![baby_names](../../imgs/baby_names.jpg)


How have American baby name tastes changed since 1920? Which names have remained popular for over 100 years, and how do those names compare to more recent top baby names? These are considerations for many new parents, but the skills you'll practice while answering these queries are broadly applicable. After all, understanding trends and popularity is important for many businesses, too!

You'll be working with data provided by the United States Social Security Administration, which lists first names along with the number and sex of babies they were given to in each year. For processing speed purposes, the dataset is limited to first names which were given to over 5,000 American babies in a given year.
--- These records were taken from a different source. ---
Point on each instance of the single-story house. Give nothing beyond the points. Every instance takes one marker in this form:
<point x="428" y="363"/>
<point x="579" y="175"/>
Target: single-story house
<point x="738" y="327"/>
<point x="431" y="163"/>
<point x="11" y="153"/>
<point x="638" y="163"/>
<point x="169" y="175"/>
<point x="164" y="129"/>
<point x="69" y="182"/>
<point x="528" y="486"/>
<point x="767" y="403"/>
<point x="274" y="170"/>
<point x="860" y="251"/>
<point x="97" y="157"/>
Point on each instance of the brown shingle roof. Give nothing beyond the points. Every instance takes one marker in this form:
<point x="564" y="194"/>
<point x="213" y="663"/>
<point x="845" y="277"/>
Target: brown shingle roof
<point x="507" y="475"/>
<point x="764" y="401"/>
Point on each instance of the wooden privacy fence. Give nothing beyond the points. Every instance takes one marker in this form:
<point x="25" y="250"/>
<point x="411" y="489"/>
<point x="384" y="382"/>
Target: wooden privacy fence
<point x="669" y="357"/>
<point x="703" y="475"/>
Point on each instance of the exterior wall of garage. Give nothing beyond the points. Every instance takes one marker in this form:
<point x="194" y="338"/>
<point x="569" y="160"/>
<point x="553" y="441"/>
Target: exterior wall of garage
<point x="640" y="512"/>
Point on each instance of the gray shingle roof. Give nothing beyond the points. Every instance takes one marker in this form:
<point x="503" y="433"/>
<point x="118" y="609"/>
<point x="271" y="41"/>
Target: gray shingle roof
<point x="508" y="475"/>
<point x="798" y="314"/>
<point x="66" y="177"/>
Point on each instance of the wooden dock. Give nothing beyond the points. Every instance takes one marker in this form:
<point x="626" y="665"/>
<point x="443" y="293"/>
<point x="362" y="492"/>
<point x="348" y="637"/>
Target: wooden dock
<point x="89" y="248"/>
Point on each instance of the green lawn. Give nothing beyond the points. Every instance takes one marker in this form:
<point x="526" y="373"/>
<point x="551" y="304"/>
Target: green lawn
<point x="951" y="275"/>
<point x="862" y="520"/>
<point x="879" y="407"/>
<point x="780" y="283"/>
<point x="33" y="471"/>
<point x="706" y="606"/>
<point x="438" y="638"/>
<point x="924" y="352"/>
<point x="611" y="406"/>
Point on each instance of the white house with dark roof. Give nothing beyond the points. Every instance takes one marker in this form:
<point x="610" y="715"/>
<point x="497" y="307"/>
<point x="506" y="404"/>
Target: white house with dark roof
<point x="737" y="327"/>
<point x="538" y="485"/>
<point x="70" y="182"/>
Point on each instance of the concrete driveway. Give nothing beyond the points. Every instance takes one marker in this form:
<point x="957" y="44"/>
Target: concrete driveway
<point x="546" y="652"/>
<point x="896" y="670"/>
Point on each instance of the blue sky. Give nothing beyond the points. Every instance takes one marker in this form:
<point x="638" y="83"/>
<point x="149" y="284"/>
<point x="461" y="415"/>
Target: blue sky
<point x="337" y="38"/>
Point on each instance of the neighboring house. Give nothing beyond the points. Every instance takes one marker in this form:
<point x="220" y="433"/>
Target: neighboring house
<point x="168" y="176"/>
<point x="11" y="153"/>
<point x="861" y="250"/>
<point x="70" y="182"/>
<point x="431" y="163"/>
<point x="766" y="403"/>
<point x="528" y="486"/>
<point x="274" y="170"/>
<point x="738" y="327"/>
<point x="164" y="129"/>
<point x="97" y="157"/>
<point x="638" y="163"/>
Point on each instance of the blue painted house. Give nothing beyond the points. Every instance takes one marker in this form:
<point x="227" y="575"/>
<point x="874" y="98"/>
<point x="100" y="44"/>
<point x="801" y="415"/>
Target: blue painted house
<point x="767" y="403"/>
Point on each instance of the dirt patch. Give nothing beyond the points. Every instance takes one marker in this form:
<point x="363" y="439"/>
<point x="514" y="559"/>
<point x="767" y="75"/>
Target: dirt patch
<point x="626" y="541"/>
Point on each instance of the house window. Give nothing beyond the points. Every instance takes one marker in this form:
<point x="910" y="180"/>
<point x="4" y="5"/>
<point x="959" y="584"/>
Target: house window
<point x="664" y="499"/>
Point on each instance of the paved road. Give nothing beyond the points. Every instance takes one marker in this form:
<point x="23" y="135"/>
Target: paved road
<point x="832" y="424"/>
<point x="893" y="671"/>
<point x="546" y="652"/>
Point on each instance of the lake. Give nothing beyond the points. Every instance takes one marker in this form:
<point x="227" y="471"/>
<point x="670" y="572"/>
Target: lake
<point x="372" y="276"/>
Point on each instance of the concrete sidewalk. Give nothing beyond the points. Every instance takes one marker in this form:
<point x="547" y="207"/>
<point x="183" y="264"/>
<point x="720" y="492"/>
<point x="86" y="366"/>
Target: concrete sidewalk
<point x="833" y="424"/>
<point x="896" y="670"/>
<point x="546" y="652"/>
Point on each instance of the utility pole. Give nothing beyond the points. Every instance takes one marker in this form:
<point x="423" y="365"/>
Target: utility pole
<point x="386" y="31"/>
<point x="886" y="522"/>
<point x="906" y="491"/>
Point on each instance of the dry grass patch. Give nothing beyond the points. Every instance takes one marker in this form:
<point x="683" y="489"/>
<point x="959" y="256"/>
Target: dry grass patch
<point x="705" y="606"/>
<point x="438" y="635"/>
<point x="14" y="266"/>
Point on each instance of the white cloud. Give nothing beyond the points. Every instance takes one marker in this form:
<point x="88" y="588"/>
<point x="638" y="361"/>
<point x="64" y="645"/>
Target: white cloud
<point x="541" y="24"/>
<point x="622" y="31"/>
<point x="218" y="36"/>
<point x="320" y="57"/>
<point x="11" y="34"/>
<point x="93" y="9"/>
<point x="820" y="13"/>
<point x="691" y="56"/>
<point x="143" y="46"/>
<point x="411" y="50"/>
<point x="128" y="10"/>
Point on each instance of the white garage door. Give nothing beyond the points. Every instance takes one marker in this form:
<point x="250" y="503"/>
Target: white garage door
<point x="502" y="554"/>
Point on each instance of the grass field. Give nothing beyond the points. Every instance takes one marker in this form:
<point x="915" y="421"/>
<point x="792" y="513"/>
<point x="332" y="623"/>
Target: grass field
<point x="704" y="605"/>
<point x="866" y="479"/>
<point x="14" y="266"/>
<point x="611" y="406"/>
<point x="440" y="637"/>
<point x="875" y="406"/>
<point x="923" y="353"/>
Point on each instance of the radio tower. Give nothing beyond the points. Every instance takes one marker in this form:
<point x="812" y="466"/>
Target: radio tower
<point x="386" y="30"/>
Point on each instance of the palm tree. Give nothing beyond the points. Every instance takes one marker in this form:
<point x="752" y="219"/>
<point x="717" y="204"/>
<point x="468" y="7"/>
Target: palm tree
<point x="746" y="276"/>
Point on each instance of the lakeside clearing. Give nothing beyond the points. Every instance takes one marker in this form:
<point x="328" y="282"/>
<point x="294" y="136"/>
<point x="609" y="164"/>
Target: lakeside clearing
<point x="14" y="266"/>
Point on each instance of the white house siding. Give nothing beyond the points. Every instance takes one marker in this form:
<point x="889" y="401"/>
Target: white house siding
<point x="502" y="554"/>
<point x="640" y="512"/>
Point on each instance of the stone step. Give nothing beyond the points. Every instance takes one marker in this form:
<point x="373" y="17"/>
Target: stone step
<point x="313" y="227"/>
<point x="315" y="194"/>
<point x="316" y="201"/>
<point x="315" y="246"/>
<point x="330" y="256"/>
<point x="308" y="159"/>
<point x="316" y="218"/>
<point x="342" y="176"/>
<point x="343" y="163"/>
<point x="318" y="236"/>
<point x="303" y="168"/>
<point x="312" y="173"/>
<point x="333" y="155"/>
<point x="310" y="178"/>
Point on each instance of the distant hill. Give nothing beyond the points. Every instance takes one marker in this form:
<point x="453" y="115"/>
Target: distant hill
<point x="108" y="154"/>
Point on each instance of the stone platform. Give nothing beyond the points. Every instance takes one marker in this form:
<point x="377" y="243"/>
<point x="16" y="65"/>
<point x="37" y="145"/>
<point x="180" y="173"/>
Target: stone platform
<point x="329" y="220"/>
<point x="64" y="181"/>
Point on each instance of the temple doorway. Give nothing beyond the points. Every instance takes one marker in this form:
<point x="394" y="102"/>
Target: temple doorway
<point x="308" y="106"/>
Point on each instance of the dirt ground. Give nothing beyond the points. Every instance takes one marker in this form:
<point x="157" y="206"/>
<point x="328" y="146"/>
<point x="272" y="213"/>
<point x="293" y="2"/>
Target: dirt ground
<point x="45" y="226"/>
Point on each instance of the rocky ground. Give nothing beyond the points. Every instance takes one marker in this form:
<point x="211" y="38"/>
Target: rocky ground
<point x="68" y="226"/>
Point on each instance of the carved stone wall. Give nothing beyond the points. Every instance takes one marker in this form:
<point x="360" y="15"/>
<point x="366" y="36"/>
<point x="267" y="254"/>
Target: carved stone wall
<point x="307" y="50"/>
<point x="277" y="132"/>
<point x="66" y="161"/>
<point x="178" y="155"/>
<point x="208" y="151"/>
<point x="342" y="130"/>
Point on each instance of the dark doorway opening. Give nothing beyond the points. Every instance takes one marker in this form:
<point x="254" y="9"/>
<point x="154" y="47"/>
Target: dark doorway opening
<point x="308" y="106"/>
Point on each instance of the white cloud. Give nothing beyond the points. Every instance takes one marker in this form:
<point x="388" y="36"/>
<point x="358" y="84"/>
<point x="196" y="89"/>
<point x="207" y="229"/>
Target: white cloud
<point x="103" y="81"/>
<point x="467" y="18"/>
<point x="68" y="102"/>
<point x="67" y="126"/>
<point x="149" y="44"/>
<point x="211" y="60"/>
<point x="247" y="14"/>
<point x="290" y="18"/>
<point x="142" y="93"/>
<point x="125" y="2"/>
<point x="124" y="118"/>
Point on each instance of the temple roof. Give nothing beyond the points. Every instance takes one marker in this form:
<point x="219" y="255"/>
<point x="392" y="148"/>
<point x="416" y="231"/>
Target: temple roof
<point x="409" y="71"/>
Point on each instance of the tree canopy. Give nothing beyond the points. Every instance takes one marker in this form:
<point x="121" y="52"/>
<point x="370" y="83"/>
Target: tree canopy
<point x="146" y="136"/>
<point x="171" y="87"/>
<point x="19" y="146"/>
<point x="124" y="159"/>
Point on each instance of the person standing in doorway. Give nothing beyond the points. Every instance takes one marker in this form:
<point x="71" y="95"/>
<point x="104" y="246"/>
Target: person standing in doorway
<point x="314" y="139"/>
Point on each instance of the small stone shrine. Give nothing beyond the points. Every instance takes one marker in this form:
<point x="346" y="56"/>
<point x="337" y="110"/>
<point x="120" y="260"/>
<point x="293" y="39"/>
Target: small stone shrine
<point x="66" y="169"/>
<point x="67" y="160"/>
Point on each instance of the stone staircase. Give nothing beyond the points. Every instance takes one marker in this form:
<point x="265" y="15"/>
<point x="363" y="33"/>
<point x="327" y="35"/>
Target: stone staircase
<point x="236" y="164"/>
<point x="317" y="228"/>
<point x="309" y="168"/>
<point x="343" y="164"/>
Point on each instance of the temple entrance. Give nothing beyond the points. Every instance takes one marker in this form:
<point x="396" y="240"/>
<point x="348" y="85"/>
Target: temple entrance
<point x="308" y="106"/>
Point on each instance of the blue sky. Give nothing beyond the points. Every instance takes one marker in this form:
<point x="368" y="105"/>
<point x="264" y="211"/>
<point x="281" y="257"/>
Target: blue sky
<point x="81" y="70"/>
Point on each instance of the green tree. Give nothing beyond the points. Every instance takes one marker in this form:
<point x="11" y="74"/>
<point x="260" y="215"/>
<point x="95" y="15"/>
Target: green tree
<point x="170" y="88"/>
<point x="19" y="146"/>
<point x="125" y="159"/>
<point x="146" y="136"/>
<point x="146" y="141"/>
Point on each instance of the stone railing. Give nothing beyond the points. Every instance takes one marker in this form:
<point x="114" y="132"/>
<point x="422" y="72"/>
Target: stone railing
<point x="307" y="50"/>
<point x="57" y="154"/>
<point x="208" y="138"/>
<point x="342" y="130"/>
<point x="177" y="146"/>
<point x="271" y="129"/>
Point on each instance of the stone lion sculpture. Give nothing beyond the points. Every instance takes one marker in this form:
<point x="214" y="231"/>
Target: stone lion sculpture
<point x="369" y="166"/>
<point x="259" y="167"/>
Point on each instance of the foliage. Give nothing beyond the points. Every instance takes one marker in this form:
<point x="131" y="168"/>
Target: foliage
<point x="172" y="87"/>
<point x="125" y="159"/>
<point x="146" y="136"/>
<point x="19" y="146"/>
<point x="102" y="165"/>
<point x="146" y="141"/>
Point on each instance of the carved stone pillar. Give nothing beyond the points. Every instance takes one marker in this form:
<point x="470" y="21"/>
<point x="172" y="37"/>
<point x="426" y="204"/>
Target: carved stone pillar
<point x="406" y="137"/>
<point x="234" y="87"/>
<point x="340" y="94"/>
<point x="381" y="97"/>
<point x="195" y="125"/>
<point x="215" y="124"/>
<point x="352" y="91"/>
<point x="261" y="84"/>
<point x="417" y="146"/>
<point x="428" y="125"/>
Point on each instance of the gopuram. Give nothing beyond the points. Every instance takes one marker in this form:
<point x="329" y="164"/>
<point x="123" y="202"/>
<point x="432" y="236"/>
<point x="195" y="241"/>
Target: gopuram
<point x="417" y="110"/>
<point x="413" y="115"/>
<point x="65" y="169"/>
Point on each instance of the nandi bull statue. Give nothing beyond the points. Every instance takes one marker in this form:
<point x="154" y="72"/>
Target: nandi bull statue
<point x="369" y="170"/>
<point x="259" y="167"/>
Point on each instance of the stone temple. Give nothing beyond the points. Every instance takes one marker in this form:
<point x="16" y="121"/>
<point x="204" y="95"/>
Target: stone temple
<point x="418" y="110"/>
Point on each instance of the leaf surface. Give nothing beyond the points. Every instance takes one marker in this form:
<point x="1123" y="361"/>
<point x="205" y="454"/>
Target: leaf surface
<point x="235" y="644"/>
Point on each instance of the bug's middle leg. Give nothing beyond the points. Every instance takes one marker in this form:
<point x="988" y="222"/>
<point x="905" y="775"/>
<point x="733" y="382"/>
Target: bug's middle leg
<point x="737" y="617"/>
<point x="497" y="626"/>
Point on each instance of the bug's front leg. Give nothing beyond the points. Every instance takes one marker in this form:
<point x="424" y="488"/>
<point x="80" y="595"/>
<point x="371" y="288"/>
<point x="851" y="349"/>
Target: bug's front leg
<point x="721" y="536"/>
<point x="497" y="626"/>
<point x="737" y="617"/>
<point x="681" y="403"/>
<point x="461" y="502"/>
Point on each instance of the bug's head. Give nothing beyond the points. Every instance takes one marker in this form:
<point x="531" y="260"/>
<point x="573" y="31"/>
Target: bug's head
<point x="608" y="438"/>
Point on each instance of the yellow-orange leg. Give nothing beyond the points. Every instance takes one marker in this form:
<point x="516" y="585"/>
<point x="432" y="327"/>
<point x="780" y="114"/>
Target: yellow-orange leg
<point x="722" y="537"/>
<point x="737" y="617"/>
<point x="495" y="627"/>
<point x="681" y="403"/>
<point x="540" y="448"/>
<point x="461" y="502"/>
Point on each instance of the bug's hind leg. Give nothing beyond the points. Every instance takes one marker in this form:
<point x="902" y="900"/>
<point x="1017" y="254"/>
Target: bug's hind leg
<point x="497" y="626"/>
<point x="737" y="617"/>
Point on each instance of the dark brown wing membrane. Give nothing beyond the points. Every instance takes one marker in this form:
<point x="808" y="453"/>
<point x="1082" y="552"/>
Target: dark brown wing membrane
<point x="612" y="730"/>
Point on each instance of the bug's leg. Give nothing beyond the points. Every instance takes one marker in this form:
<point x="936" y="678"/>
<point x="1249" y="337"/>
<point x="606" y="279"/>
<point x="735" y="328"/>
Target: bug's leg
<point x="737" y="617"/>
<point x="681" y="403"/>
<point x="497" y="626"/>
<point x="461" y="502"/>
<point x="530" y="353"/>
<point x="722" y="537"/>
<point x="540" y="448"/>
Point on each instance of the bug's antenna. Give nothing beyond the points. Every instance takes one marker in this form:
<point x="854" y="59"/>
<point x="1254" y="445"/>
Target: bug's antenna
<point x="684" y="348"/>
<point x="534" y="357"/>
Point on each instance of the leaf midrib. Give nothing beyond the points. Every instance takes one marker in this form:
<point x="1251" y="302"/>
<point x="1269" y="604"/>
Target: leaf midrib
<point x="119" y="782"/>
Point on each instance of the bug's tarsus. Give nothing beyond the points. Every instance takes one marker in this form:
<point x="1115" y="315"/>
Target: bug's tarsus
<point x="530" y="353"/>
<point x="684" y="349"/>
The data spans 101 years, from 1920 through 2020.

## The Data

### `baby_names`

| column         | type    | description                                                                  |
| -------------- | ------- | ------------------------------------------------------------------------ |
| `year`         | int     | year                                                                     |
| `first_name`   | varchar | first name                                                               |
| `sex`          | varchar | `sex` of babies given `first_name`                                       |
| `num`          | int     | number of babies of `sex` given `first_name` in that `year`              |


In [27]:
-- Run this code to view the data in baby_names
SELECT *
FROM baby_names
LIMIT 5;

Unnamed: 0,year,first_name,sex,num
0,1920,Mary,F,70982
1,1920,Dorothy,F,36643
2,1920,Helen,F,35097
3,1920,Margaret,F,27994
4,1920,Ruth,F,26101


In [28]:
-- Use this table for the answer to question 1:
-- List the overall top five names in alphabetical order and find out if each name is "Classic" or "Trendy."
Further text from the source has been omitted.